Orang sukses manapun bakal rubuh kalau dia tidak punya keberanian untuk
mengubah dirinya.Kata kuncinya adalah keberanian.Berani mengejek itu gampang,
berani menghujat itu gampang, tapi, tidak sembarang orang yang berani melihat
kekurangan diri sendiri. Ini hanya milik orang-orang yang sukses sejati.
Orang
yang berani membuka kekurangan orang lain, itu biasa. Orang yang berani
membincangkan orang lain, itu tidak istimewa. Sebab itu bisa dilakukan orang
yang tidak punya apa-apa sekali pun. Tapi,
kalau ada orang yang berani melihat
kekurangan diri sendiri, bertanya tentang
kekurangan itu secara sistematis,
lalu dia buat sistem untuk melihat kekurangan dirinya, inilah calon
orang besar.
Mengubah
diri dengan sadar, itu juga mengubah orang lain. Walaupun dia tidak mengucap sepatah kata pun untuk perubahan itu, perbuatannya sudah
menjadi ucapan yang sangat berarti bagi
orang lain Percayalah, kegigihan kita memperbaiki diri, akan membuat orang lain
melihat dan merasakannya.
Memang
pengaruh dari kegigihan mengubah diri sendiri tidak akan spontan dirasakan. Tapi percayalah, itu akan membekas dalam benak orang. Makin lama,
bekas itu akan membuat orang simpati dan
terdorong untuk juga melakukan perubahan
ke arah yang lebih baik. Ini akan terus berimbas, dan akhirnya seperti bola
salju. Perubahan bergulir semakin besar.
Jadi
kalau ada orang yang bertanya tentang sulitnya mengubah anak, sulitnya mengubah istri, jawabannya dalam diri orang
itu sendiri. Jangan dulu menyalahkan orang lain, ketika mereka tidak mau
berubah. Kalau kita sebagai ustadz, kyai, jangan banyak menyalahkan santrinya.

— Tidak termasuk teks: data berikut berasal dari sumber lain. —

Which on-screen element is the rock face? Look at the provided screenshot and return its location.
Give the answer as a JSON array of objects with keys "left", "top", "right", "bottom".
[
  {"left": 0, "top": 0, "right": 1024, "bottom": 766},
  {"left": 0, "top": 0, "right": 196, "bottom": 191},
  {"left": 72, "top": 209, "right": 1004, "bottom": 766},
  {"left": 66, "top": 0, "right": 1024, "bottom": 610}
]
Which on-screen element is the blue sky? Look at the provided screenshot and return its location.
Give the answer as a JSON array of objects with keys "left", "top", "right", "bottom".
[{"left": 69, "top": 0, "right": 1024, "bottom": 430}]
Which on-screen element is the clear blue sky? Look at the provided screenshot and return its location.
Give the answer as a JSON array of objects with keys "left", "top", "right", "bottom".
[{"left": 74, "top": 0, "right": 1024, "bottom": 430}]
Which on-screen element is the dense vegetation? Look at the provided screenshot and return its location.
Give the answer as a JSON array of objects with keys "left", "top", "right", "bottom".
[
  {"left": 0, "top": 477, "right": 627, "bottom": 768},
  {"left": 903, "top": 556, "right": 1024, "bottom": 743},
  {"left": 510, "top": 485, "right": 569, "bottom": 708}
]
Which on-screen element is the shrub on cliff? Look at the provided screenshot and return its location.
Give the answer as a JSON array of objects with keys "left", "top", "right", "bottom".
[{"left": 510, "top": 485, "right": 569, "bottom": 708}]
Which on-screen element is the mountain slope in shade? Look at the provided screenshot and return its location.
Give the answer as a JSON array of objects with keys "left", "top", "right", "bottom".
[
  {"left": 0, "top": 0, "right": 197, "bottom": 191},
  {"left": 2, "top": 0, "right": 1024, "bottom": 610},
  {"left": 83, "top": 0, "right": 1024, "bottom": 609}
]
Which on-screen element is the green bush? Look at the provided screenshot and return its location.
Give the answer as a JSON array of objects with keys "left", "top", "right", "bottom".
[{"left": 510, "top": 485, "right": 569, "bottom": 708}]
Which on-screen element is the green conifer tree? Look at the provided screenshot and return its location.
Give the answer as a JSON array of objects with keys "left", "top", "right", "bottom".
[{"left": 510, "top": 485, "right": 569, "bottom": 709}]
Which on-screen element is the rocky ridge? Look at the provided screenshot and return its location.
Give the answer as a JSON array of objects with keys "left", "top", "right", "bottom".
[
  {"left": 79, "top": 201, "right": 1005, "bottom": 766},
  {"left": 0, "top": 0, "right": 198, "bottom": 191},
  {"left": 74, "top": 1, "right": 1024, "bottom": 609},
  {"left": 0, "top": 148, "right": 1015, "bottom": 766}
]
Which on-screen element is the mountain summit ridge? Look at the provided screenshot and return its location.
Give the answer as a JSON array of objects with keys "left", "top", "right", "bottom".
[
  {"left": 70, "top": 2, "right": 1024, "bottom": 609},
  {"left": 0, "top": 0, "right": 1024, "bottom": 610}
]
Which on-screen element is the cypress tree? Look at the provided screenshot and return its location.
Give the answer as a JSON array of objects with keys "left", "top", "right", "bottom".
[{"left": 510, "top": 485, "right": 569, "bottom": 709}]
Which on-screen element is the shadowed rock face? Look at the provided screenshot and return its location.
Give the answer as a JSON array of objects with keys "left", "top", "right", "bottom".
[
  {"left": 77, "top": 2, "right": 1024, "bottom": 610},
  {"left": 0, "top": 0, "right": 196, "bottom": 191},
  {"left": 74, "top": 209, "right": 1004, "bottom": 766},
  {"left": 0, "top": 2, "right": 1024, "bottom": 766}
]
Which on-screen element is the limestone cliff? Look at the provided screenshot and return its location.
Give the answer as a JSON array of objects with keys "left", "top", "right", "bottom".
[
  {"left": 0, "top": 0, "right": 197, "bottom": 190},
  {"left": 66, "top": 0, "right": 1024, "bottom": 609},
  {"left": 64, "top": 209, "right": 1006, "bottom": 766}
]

Tanya dulu diri sendiri. Kalau kita sebagai pemimpin, jangan banyak menyalahkan
karyawan, lihat dulu diri sendiri seperti apa.
Kalau
kita sebagai pemimpin negara, jangan banyak menyalahkan rakyatnya. Lebih baik
para penyelenggara negara gigih memperbaiki diri sehingga bisa menjadi teladan.
Insya Allah, walaupun tanpa banyak berkata, dia akan membuat perubahan cepat
terasa, jika berani memperbaiki diri.Itu lebih baik dibanding banyak berkata,
tapi tanpa keberanian menjadi suri teladan.Jangan terlalu banyak bicara. Lebih
baik bersungguh-sungguh memperbaiki diri sendiri. Jadikan perkataan makin
halus, sikap makin mulia, etos kerja makin sungguh-sungguh, ibadah kian tangguh.
Ini akan disaksikan orang.
Membicarakan
dalil itu suatu kebaikan. Tapi pembicaraan itu akan menjadi bumerang ketika
perilaku kita tidak sesuai dengan dalil yang dibicarakan. Jauh lebih utama
orang yang tidak berbicara dalil, tapi berbuat sesuai dalil. Walaupun tidak
dikatakan, dirinya sudah menjadi bukti dalil tersebut.
Mudah-mudahan, kita bisa menjadi orang yang
sadar bahwa kesuksesan diawali dari keberanian melihat kekurangan diri sendiri.